L'amor vero trionfa, io son felice, ho vinto.

 

Scena ultima

Alì, e detti.

 

Alì:

Tamas, la real guardia...

Tamas:

Dei due schiavi svenati

Vuol, che io paghi la pena?

Machmut:

No, figlio, ho già pagati

Quatrocento tomani, che erano un monte d'oro.

Tamas:

Ah genitor, perdono.

Machmut:

Sì, tu vali un tesoro.

Ma non tradir te stesso, la sposa, e il genitore.

Tamas:

Di quanti mali è fonte uno scorretto amore!

Alì:

Udite, non è cosa da trascurar cotesta...

Tamas:

Parla, amico.

Alì:

La guardia che ogni or fra l'ombre è desta

Sotto spoglie virili donna trovò fugace.

L’arrestò, la scoperse, ed è Curcuma audace.

Fatima:

Le mie gioie?

Alì:

Di gioie seco avea due fardelli

Con pendenti, smanigli, auree collane, e anelli.

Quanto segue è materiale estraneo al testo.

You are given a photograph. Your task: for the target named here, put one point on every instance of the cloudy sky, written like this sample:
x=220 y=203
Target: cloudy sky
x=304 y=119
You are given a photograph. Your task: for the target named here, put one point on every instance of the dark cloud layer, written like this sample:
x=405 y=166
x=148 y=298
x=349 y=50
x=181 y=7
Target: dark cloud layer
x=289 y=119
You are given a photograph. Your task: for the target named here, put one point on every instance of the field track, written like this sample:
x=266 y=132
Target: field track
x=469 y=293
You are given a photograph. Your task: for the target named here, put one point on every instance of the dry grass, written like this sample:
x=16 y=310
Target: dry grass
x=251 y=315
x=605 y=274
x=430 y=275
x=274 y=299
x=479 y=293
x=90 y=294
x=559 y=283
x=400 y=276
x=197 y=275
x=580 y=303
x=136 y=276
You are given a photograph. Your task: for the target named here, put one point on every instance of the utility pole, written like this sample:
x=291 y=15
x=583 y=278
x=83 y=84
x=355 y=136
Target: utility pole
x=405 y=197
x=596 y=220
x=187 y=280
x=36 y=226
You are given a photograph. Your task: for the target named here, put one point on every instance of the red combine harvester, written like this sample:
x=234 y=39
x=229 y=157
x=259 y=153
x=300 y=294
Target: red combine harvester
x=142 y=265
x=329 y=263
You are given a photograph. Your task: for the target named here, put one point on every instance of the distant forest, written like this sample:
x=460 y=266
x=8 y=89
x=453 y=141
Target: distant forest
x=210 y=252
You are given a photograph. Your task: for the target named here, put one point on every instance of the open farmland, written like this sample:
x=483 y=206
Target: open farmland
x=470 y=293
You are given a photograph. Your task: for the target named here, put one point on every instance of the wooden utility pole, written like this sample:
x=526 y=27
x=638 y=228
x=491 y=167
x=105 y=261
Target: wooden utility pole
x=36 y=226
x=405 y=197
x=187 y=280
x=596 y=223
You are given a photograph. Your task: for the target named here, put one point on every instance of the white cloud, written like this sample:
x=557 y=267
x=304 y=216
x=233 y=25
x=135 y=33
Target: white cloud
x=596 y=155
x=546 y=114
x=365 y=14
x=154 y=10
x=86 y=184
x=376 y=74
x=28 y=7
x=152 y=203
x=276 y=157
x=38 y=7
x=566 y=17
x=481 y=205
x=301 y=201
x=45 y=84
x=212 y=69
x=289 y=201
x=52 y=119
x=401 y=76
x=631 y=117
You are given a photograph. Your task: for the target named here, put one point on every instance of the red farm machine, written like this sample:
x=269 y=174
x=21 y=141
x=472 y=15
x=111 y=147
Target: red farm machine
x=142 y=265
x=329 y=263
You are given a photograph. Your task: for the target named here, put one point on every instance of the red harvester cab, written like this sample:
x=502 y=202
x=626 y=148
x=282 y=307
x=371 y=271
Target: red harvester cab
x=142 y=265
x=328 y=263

Di Fatima un di questi d'essere ha confessato;

L'altro disse ad Ircana averlo trafugato...

Fatima:

Misera Ircana! ah tosto (le mie gemme non curo)

Per le sue si proveda, che involate le furo.

Alì:

Son nelle man sicure del Rabdar a maggiore,

Che non trovando il furto, sarebbe il debitore,

La vecchia, al nuovo sole, formato il suo processor

Pagherà colla morte il gravissimo eccesso,

Poiché per tai delitti il rigor, la fierezza,

Forma la nostra pace, la nostra sicurezza.

Fatima:

E non per questo solo la puniranno i Numi,

Ma per i rei dissegni e i perfidi costumi.

Machmut:

Orsù, non più di colpe parlisi, ovver di sdegno,

Di renderci giulivi amor prenda l'impegno.

Rinovisi la gioia, rinovisi il convito,

Facciasi de' congiunti, e degli amici invito.

Osman, sei tu contento?

Osmano:

Lo sono.

Machmut: (a Tamas)

E tu sei lieto?

Tamas:

Lieto son io, se il core di Fatima è quïeto.

Fatima:

Felicità maggiore bramare io non potrei,

Grazie alla pietà vostra, grazie agli eterni Dei!

Esser da sposa amata, ne' tetti suoi sovrana

È l'unico tesoro della Sposa Persiana.

Donne, voi che miraste l’orïental costume,

D'esser nel vostro regno grazie rendete al Nume

Ma del prezioso dono di vostra libertate,

Felicissime donne, almen non abusate,

E se l’aspra catena l’Europa a voi non diede,

Non la ponete almeno delli mariti al piede.

L’utile mio consiglio deh non vi muova a sdegno,

Se piace, o se dispiace diano le mani il segno.